If the arts gallery photo of Lauren Cuthbertson had been a full page, it would have been delightful. Surely, the Carpetright ad could have been moved elsewhere, maybe replacing a Clarkson.
Apparently, Scotland doesn’t deserve a nice weather map.
If you can tell the difference between the i business section and the Evening Standard’s business section, you are better than the SCNNL.
Sport is the largest section. No comment.
Where does this leave us? In the considered opinion of the Snipe Commission on New Newspaper Launches, i is a far superior product than Metro. But i isn’t free, and, is that difference between 20p and £1 all that really stands between people buying a paper or not?
The SCNNL finds as follows:
1. After the initial flurry of interest, we don’t expect sales to be anything significant
2. We expect i to be released as a free paper very soon, and we would not be surprised to discover that that was the plan all along
3. We expect a merger of i and the Independent in the near future
Here are some other views:
i think therefore i am unwanted [The Great Wen]
Aye aye, it’s ‘i’ [853]
i lives up to its name – it’s a digest of its big brother, like an upmarket Metro [Roy Greenslade]

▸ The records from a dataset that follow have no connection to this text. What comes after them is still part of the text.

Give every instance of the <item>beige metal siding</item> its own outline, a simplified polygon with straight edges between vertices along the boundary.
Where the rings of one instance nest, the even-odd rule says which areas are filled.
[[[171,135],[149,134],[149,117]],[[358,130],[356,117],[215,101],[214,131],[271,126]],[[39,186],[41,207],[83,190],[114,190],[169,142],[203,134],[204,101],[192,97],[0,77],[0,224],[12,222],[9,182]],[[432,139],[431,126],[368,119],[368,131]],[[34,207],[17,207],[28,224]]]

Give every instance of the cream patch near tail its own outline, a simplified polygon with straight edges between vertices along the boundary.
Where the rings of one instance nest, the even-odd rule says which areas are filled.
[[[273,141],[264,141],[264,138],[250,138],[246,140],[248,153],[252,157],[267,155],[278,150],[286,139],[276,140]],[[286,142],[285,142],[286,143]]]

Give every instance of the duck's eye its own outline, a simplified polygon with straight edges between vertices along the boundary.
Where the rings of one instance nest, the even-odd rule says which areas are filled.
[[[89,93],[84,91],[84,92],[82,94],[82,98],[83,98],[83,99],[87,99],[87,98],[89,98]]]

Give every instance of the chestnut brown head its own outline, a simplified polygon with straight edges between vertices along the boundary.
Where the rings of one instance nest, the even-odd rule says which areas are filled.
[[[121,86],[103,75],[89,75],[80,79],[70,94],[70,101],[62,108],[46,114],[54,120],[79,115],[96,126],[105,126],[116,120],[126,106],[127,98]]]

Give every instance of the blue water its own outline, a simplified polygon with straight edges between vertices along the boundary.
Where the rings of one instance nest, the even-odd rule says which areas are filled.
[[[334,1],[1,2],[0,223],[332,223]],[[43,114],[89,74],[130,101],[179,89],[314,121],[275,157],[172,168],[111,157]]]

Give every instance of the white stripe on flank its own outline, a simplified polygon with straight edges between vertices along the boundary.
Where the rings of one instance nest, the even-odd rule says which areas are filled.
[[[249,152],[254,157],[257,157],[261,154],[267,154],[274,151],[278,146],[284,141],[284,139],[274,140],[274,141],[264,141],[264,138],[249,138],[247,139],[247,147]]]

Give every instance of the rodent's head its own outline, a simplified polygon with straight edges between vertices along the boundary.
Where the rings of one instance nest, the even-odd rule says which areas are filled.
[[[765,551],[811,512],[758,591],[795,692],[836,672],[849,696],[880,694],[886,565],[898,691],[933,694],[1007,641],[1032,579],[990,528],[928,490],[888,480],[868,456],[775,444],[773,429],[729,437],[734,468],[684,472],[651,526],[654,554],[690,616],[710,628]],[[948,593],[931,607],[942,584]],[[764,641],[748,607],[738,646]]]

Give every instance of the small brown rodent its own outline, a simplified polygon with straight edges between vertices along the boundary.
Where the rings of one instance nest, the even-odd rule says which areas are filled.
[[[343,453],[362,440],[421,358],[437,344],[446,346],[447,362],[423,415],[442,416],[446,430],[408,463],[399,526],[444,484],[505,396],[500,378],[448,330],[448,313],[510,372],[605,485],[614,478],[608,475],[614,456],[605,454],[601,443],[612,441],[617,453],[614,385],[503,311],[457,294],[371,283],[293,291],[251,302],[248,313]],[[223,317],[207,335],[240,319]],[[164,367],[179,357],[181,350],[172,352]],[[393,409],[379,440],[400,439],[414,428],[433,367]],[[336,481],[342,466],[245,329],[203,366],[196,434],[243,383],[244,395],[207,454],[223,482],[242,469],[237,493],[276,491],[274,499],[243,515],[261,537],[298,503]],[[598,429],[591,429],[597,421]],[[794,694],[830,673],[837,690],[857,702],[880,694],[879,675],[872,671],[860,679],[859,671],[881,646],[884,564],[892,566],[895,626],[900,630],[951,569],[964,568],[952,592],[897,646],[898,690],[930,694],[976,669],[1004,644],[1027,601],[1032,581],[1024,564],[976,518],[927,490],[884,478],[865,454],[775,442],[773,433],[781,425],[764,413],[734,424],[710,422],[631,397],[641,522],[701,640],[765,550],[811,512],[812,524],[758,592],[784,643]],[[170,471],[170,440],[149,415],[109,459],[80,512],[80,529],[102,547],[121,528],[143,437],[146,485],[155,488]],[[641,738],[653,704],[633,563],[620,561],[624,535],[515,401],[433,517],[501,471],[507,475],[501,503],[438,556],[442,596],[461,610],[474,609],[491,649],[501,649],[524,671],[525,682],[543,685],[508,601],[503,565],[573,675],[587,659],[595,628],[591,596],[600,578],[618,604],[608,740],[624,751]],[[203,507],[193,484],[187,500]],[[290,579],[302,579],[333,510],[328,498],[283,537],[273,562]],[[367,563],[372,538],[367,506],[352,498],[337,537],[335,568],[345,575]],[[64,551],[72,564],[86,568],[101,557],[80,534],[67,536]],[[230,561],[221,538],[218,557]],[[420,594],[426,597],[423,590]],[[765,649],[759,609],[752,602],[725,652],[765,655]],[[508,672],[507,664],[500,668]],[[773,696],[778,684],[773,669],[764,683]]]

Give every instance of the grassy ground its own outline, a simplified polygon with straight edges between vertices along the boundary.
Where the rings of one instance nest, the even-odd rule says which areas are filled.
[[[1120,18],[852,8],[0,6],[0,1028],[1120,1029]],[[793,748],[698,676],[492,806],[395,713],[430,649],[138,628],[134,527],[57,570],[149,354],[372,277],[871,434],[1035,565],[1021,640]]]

Design review of ‘i’ [This Is Pop]
As I have an advanced degree in comic strips, I can tell you that Em was not long for the Sun and stopped running after a few months. Someone really needs to pick it up.
By Darren Atwater on Tue 26 October 2010 13:31
free? it should be free? so the campaign begins? and the slogan is – i: GIVE it to me baby, ah hah ah hah! GIVE it to me baby, ah hah ah hah!
By vuk zhaba zhaba on Tue 26 October 2010 19:48
I think you’re being slightly unfair about the Nazi foreign office was evil story – it was in today’s New York Times, for example…
By Chris on Wed 27 October 2010 01:55
Chris,
Thank you for that New York Times tip, but I think it proves my point more than it disproves it.
Here is the lead from i:
“A shocking study published this week will cast a shadow over Nazi Germany’s foreign ministry, which until now has been regarded as the Third Reich’s only “decent” government department and one which shunned the persecution of Jewish people.”
and here is the lead (and first paragraph) from the New York Times:
“Germany’s diplomats were much more deeply involved in carrying out Holocaust atrocities than previously known, according to a new report published Monday about the German Foreign Ministry’s Nazi past.
Despite efforts over the past several years by ministry employees to present the foreign office as a place of opposition during the Third Reich, diplomats were actually willing participants in the Nazis’ campaign against the Jews, the report concluded — from spying on Jewish emigrants from Germany abroad to actively contributing to the mass murder of Europe’s Jews until 1945.”
It’s quite a difference in tone. The NYT demolishes the myth, held only within Germany, that the Nazi Foreign Office was bad but resisted. The i story makes the assumption that everyone, everywhere will be shocked to hear that the Nazi Foreign Office carried out Nazi policy.
The story from the Independent, from which the i story was cobbled, is slightly better but still has a strange tone that expects us to be shocked at this revelation.